C’est pourquoi le gouvernement du Québec mise beaucoup sur d’autres secteurs d’activité. Il a ciblé les grandes tournées d’artistes. Les foires commerciales, notamment, surtout en hiver. Ça permettrait de libérer des dates au Palais des congrès, qui est surchargé. En revanche, de janvier à mars, il pourrait y avoir des enjeux de cohabitation avec le CF Montréal.

L’annonce de lundi a évidemment suscité de fortes réactions. La facture préliminaire de 870 millions passe mal. Très mal. Plusieurs lecteurs m’ont demandé si la Coalition avenir Québec avait d’autres options.

Il en existe deux.

La démolition et l’abandon.

Contrairement à une idée répandue, oui, c’est possible de détruire le Stade, même si la ligne verte du métro passe en dessous. Possible, mais extrêmement compliqué. En raison des nombreux édifices présents dans le même quadrilatère (la tour, les piscines, le métro, le Biodôme, le stade Saputo, le cinéma, le centre Pierre-Charbonneau, l’aréna Maurice-Richard), il faudrait défaire le stade un morceau à la fois. Ah oui, il y a aussi de l’amiante sur le site. La démolition s’étendrait sur des années, et coûterait au bas mot 2 milliards de dollars, selon les estimations du Parc olympique.

À terme, on se retrouverait avec un trou de 30 mètres dans un terrain en pente, sous le plus bel observatoire de la ville…

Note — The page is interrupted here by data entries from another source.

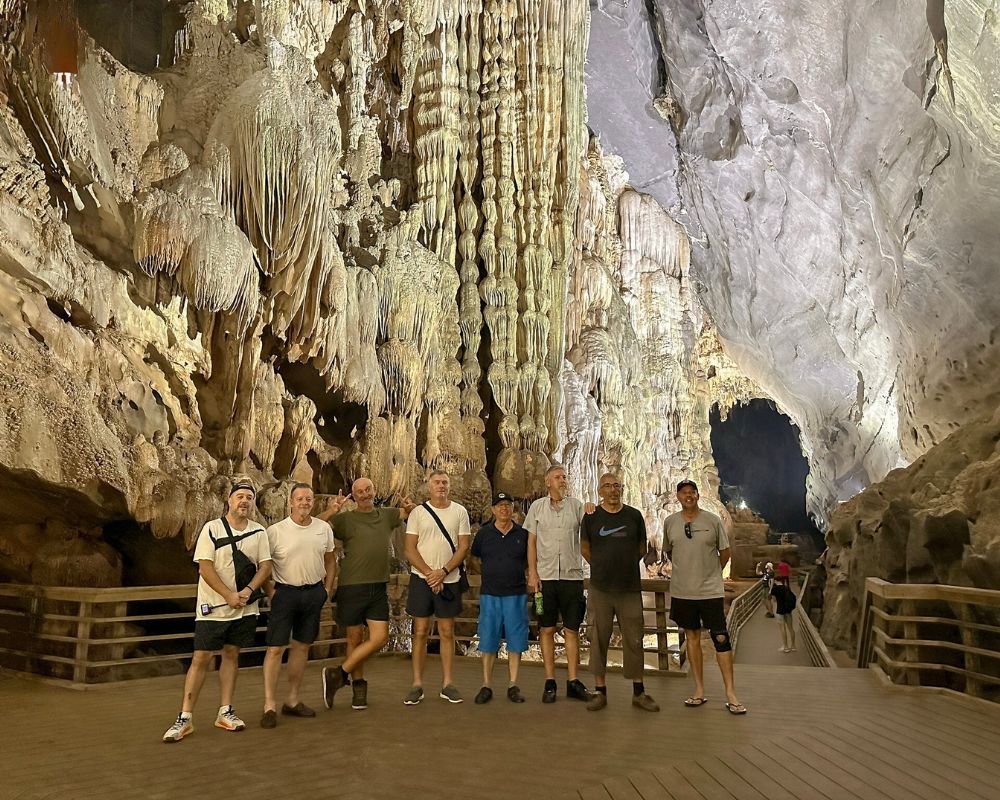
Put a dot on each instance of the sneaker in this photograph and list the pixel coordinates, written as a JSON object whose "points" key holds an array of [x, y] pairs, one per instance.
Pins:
{"points": [[181, 728], [416, 694], [359, 700], [227, 720], [576, 690], [451, 694], [484, 696], [333, 679], [645, 702]]}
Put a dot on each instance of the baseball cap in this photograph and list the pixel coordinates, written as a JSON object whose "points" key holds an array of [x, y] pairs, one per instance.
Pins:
{"points": [[243, 485]]}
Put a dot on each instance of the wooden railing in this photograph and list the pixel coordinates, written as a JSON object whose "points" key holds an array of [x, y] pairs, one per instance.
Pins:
{"points": [[932, 636], [742, 608], [83, 636], [819, 654]]}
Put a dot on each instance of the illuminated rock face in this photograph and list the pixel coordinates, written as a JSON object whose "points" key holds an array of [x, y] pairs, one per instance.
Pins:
{"points": [[324, 240], [838, 166]]}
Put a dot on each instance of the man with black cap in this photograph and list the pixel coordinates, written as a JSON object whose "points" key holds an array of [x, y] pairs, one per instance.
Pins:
{"points": [[226, 615], [502, 547], [699, 550]]}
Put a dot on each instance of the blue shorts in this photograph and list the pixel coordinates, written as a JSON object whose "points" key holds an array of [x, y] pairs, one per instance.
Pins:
{"points": [[503, 617]]}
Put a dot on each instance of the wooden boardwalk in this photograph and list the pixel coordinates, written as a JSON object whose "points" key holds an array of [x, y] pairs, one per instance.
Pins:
{"points": [[811, 733]]}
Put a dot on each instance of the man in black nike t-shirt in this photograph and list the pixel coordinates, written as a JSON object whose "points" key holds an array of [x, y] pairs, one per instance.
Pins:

L’autre option, c’est d’abandonner le Stade, tout simplement. « Si rien n’est fait d’ici un an ou deux au mieux, a expliqué la ministre Caroline Proulx, il faudra démanteler la toiture. Hiverniser le stade. Mener à une fermeture définitive et complète du Stade olympique. Impensable quand on réalise que ce monument est l’une des pierres angulaires du développement économique et touristique pour le Québec et pour l’est de Montréal, qu’il est négligé. » On ferait donc le minimum pour que ça ne s’écroule pas, jusqu’au jour où ça ne tiendrait plus, et qu’un nouveau gouvernement soit pris avec la patate chaude.

Voilà où nous en sommes rendus.

À choisir, entre trois poisons, celui qui goûte le moins amer.